Who says this young Cubs team arrived a year ahead of schedule?
A team infused with young talent and four rookies playing almost every day has found itself clinching a playoff spot with more than a week left in the regular season.
There is no clear-cut timeline for when a team is "supposed" to be a contender.
Joe Maddon talked seriously about the playoffs at his opening press conference. He really believed it was possible for a franchise that had recorded five straight fifth-place finishes entering 2015.
"Coming through this baseball thing like I have, from the minor leagues on up, I've had a lot of young, good players," Maddon said. "I've always believed our teams are going to do well. Maybe it's just a positive nature. I don't know.
"But then it's accelerated with the skill level of these young guys. They're an unusually skillful group of young players."
On Saturday, Maddon discussed a lineup he filled out earlier in the week that featured four rookies in Kris Bryant, Addison Russell, Jorge Soler and Kyle Schwarber and then Javier Baez (who is not technically a rookie despite his lack of major-league experience).
In late September, most teams that play five young players like that are out of the postseason race. The Cubs are right in the thick of it.
"We're in this position and a lot of it is built on them," Maddon said, while also crediting veterans like Jon Lester and David Ross for leading from within the clubhouse.
The Cubs understand the "one-year-too-early" angle, but they're not exactly adopting that as the next T-shirt slogan.
"It would have been impossible to expect this group of young players to play at this level," general manager Jed Hoyer said. "We're not suprised we've done it, but certainly expecting it would have been difficult.
"If it means we exceeded expectations, that made this summer a little bit more improbable. I think that's great. No individual player has done anything we know they can't do. And we think all these guys will do this going forward.
"I understand this narrative that we're one year too early. But I think Joe and this coaching staff really believed in this group all year and they proved him right."
Bryant has been touted as a possible Rookie of the Year candidate since he tore up the minors last year, but Russell wasn't expected to make his big-league debut on April 21 or supplant Starlin Castro as the franchise shortstop in August.
Schwarber wasn't supposed to be able to hold his own as a catcher in the majors, let alone mash the ball at the ridiculous pace he accomplished in his first two months in "The Show."
Baez had his season almost completely derailed by the death of his sister and then a finger injury, but he emerged on Sept. 1 as a factor with his defense all over the infield as well as his speed and more mature approach at the plate.
"It is amazing," Jake Arrieta said. "Being around for a while and knowing how difficult it is to play this game and to play it at a high level consistently and seeing Addy, Schwarbs, Bryant, all these guys do it at such a high level and continue to progress and learn on a daily basis, it's tremendous."

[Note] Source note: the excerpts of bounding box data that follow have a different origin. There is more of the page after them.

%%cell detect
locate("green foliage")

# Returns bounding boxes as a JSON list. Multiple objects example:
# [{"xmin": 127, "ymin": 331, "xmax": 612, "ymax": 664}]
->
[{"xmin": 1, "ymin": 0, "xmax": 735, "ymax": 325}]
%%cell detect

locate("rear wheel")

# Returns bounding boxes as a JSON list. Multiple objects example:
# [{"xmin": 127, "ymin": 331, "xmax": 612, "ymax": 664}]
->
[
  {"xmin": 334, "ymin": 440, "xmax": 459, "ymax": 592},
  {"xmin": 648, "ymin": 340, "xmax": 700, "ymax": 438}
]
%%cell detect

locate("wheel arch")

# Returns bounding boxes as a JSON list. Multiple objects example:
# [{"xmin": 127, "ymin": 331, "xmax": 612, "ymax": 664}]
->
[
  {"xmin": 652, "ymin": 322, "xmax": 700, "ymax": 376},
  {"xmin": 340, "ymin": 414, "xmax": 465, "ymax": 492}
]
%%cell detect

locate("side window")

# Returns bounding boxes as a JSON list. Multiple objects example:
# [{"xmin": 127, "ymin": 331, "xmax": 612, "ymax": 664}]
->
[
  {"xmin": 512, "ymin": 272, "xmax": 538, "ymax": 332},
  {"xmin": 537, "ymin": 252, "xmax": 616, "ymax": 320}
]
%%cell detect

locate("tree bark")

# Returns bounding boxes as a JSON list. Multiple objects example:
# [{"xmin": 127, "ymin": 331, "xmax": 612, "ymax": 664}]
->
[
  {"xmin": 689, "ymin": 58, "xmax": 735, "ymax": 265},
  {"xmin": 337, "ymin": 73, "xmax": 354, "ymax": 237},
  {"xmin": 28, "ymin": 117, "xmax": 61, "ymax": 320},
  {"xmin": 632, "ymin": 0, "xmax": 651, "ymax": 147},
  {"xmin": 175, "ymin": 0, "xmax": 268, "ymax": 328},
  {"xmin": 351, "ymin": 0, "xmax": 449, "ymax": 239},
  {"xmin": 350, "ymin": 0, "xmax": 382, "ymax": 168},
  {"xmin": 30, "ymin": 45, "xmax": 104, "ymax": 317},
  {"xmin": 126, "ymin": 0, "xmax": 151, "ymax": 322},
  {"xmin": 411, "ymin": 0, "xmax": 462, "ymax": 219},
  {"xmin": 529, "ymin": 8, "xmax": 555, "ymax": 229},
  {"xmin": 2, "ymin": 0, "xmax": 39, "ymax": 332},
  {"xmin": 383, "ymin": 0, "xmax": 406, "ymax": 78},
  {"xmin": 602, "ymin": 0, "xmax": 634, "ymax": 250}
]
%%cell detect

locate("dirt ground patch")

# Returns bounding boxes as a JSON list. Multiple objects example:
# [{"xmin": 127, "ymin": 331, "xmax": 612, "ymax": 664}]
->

Russell isn't surprised by the production from the Cubs rookies this season.
"I think we're doing what we need to do," Russell said. "Just looking around, it's clear this clubhouse is different. There are a lot of young guys, but we're young guys ready to win, willing to fight.
"Joe's giving them an opportunity and Theo [Epstein] and Jed are giving them an opportunity as well. I think we're all hungry and we're all blessed to be here and to get to this point.
"Now we just need to have fun and come out with some wins."
Even with the playoff berth, Maddon is keeping the Cubs focused on the big picture.
"It's an exciting time for all of us," Bryant said. "But we've got a lot of work to do.
"We kind of had a feeling we were gonna get [a playoff spot]. But it's not over there."